The new demerit points system is aimed at changing the behaviour of drivers and saving lives, not about making money for the Government.

This is according to Minister of Works and Transport, Rohan Sinanan, who spoke yesterday with the media at the launch of the demerit system at the Audrey Jeffers Highway, Mucurapo.

Present at the launch were Police Commissioner Gary Griffith, Transport Commissioner Clive Clarke, road safety officer Sgt Brent Batson, and Arrive Alive president Sharon Inglefield.

“This is a great day for Trinidad and Tobago. And this right here, this is not a revenue earner for the Government. This is about saving lives,” Sinanan said.

He had high praise for those who worked in his ministry, noting that they were able to roll out the programme under a “tight budget”.

“What I can say is this project initially began years ago with a budget of hundreds of millions. But those in our ministry, our in-house staff, were able to use a bare budget, of about $12 million, and make this happen,” Sinanan beamed.

Griffith welcomed the new initiative, saying it was an example of the changing times and how technology could be used in the fight against crime.

“We are in changing times. In the era of technology, this is welcome. Just a few years ago police officers would be hiding behind a lamp post and jumping out with a stick and then having to use books and issue tickets via writing. This here is not a cellphone,” Griffith said, while gesturing with one of the new devices.

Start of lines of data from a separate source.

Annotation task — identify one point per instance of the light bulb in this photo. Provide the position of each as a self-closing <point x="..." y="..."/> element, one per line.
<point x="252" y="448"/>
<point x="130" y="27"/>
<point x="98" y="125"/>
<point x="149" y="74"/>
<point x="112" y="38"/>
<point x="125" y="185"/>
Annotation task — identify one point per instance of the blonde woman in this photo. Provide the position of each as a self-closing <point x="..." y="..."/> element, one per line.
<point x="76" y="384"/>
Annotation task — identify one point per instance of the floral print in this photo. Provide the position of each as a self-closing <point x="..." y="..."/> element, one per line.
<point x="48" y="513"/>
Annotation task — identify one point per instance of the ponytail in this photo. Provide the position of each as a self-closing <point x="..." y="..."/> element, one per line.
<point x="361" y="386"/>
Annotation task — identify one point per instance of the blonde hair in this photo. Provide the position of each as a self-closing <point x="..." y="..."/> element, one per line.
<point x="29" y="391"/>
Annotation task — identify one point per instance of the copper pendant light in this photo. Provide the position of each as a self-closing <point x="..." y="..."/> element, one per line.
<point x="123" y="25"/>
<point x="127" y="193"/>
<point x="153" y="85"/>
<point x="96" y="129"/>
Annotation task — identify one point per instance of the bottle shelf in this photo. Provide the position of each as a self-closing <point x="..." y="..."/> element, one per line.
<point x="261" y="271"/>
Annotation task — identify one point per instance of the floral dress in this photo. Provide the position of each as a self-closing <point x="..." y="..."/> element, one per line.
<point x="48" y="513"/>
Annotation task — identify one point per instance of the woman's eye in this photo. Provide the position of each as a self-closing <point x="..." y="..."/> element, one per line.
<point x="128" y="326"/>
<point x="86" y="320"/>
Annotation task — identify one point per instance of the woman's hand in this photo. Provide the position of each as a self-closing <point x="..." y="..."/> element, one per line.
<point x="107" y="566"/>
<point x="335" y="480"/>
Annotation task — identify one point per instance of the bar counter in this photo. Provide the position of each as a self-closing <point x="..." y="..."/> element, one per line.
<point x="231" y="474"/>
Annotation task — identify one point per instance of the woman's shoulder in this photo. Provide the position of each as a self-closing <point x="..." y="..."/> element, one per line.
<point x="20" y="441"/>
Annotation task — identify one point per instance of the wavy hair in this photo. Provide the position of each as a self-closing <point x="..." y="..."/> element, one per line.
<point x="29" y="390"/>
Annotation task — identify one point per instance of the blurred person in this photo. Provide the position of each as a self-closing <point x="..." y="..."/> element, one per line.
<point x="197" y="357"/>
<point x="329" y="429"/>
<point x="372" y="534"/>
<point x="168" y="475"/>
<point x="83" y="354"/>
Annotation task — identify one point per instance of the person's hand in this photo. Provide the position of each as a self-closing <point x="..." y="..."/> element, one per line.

“This will ensure greater efficiency and will ensure that my officers can get back out on patrol quickly after dealing with a motorist. Above all it is going to save lives. This will act as a major deterrent. It will make sure that people are aware that there are now consequences for their actions. As we continue with technology it will act toward further reducing the road fatalities,” Griffith added.

As part of the launch, Sinanan and Griffith participated in a road traffic exercise, handing out flyers and speaking to motorists about the new demerit points system, as well as the new traffic ticketing system.

Overview of amendments

Amendments to the Motor Vehicle and Road Traffic Act (MVRTA) 2017 were brought into effect on May 26.

It allows for the implementation of a demerit points system, new traffic ticketing system and red light camera enforcement system in Trinidad and Tobago.

Errant drivers in violation of offences found in the Ninth Schedule of the MVRTA 2017 can have demerit points recorded on their driving record. Additionally, drivers who accumulate the maximum threshold of demerit points can have their driving permit suspended for a specified period.

Drivers issued traffic tickets as of yesterday can utilise 12 TTPost locations nationwide to pay traffic fines, via cash or LINX payments.

However, those issued traffic tickets prior to yesterday are required to pay their fines utilising the system identified by the Judiciary.

Citizens are reminded that those persons who wish to file a notice to contest a traffic ticket issued must do so via the online portal: https://contest.ttlawcourts.org.

It is hoped that with this new system, there would be a reduction of traffic matters – which represented an estimated 60 per cent of all cases filed at the magistracy.

This will create, for the courts, additional time and resources to tend to other cases and issues.

Tickets must be paid within 30 days of issuance. Thereafter, the fine for a traffic violation increases by 25 per cent for the period of 14 days. In the event that a person fails to pay the escalated fine, an additional 25 per cent will be added to the escalated fee.

The red light camera enforcement system will go live at a date to be announced.